Harf devriminin en büyük nedeni kuralların çokluğudur.
ARAPÇADAN BAZI KURALLAR
Arapçada 28 harfin 28’i de sessizdir
Harflerin başta, ortada ve sonda oluşları farklı şekillerdedir
Arapçada “ü” harfi yoktur
Arapçada 11 harfin Türkçede karşılığı yoktur
Arapçada harflerin 22 tanesi hem kendinden önce hem de kendinden sonra gelen harfle birleşir
Arap harflerin 6 tanesi kendinden sonra gelen harfle birleşmez
Arapçada büyük harf yoktur
Arapçada dişi varlığı gösteren sözcüklerin sonuna yuvarlak “te” eklenir
Arapçada erkek özel adların veya sıfatların sonuna “vav” ve üste yatay çizgili “nun” getirilerek çoğul yapılır
Arapçada dişi ismin sonuna yuvarlar “te” atıldıktan sonra “elif” ve yuvarlak olmayan isimsiz “te” harfleri getirilerek çoğul yapılır[1]. . .
Bu kurallar ve farklı okunuşlar Türk insanının okuryazar olmasını zorlaştırmıştır. 28 harfin 28’inin sessiz oluşu bizim “sesbilgimize” hiç mi hiç uymaz. Arap sözcüklerinin yazılışları ve okunuşları arasında da farklılıklar vardır: “bargir” yazılan “beygir”, “gögercin” yazılan “güvercin”, “gelüp” yazılan “gelip”, “gizlü” yazılan “gizli” okunmaktadır.
ARAPÇA, FARSÇA VE TÜRKÇE KARIŞIMI “OSMANLICADAN” BAZI KURALLAR
Türkçedeki “p”, “ç” ve “j” sesleri Osmanlıcada “b”, “ç” ve “z” harflerine iki nokta eklemek suretiyle elde edilir.

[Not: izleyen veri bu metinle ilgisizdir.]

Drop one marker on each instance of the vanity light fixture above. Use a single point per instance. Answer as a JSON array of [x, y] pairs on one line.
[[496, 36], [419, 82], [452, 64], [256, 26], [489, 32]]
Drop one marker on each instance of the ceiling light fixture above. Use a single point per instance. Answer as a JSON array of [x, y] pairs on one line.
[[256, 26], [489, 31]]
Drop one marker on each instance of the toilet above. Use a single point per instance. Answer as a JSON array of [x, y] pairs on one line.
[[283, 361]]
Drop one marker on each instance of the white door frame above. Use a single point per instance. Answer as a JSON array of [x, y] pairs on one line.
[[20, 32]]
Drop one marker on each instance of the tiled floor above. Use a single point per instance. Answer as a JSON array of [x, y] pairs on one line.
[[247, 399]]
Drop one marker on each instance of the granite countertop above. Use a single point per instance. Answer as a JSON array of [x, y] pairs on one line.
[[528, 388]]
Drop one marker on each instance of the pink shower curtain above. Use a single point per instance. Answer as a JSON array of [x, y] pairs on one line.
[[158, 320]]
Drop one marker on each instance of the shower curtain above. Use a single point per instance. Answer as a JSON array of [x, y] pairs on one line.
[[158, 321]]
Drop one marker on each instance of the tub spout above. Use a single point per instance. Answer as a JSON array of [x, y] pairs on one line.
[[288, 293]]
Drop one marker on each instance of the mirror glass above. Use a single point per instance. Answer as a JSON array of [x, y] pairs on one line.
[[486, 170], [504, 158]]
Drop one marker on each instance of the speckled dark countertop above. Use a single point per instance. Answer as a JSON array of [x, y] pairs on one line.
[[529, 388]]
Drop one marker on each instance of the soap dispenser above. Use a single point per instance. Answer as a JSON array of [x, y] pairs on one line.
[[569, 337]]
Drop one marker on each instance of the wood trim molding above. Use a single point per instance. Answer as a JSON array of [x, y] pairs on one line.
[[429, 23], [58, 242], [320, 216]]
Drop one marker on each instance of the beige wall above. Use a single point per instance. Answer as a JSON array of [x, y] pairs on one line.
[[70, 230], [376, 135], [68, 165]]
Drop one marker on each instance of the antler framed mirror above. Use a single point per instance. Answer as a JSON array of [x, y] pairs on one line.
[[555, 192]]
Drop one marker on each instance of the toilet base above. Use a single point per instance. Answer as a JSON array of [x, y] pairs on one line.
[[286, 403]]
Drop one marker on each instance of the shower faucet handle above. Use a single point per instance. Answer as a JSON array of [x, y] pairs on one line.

Türkçe ve Farsçadaki “g” harfini Osmanlıca elde etmek için “kef” harfinin üzerine bir çizgi konur
Osmanlıcada “Elif”, “dal”, “zel”, “re”, “ze”, “je” ve “vav” harfleri kendilerinden sonra gelen harflerle birleşmezler
Osmanlıcada “Elif”, “vav”, “he” ve “ye” harfleri hem sesli hen de sessiz harflerdir
Osmanlıcada “vav” ve “ye” harflerinin sözcük başında sesli olabilmesi için kendisinden önce bir “elif” bulunması gerekir
Osmanlıcada “be”, “pe”, “se”, “zel” ve “ye” harfleri başta, ortada oldukları zaman, yukarıya doğru diş halindedirler
“Vav” Türkçede “o,ö,u,ü” Arapça ve Farsçada uzun “u” ünlüsünü gösterir
Osmanlıcada 27 sessiz harf vardır; bunların “ te”, “se”, “cim”, “dal”, “ze”, “je”, “sin”, “şin”, ve “kef” harfleri ince sessiz; “ha”, “hı”, “sat”, “dat”, “dı”, “zı”, “ayın”, “ğayın” ve “kaf” kalın sessizlerdir[2]…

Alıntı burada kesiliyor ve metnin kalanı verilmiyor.